The Gazette - February 2020

Sponsored by The Ulverscroft Foundation
Edited by Julie Leonard
The views expressed in the Gazette do not necessarily reflect the policies or views of the BCA, nor those of the editor.

The Dresden Trap

Editor’s note: Thank you to Hugo Roman for sending in this article!

The second Tarrasch Trap in the Steinitz Variation is sometimes referred to as the Dresden Trap. Tarrasch published analysis of it in 1891, but 18 months later Georg Marco fell into it in Tarrasch versus Marco, Dresden 1892. Tarrasch spent just five minutes thinking for the entire game.

1. e4 e5 2. Nf3 Nc6 3. Bb5 d6 This is the Steinitz Variation of the Ruy Lopez.

4. d4 Bd7 Black breaks the pin to meet the threat of 5.d5.

5. Nc3 Nf6 6. 0-0 Be7 7. Re1 Laying a subtle trap.

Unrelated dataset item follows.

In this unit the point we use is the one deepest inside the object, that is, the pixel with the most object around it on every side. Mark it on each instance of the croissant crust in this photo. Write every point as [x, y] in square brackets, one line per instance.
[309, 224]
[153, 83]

Castling seems natural for Black but it loses a pawn. Instead, 7...exd4 is better, an example of giving up the centre, when it is needed.

7... 0-0? 8. Bxc6 Bxc6 9. dxe5 dxe5 10. Qxd8 Raxd8 11. Nxe5

Black's best move here is probably 11...Bd7, although White would remain a pawn ahead.

11... Bxe4?! 12. Nxe4 Nxe4 White can go astray too, 13.Rxe4?? would be a horrible blunder as Black would checkmate with 13...Rd1+ 14. Re1 Rxe1#. White blocks that possibility with his next move, making the threat real against the black knight on e4.

13. Nd3 f5 The black knight cannot move because of the pin against the bishop on e7.

14. f3 Bc5+?! Better is 14...Bh4 15. g3 Nxg3 16. hxg3 Bxg3 where Black get two pawns for the knight.

15. Nxc5 Nxc5 16. Bg5 Rd5 17. Be7 Re8 18. c4 1–0 White wins at least the exchange, so Marco resigned.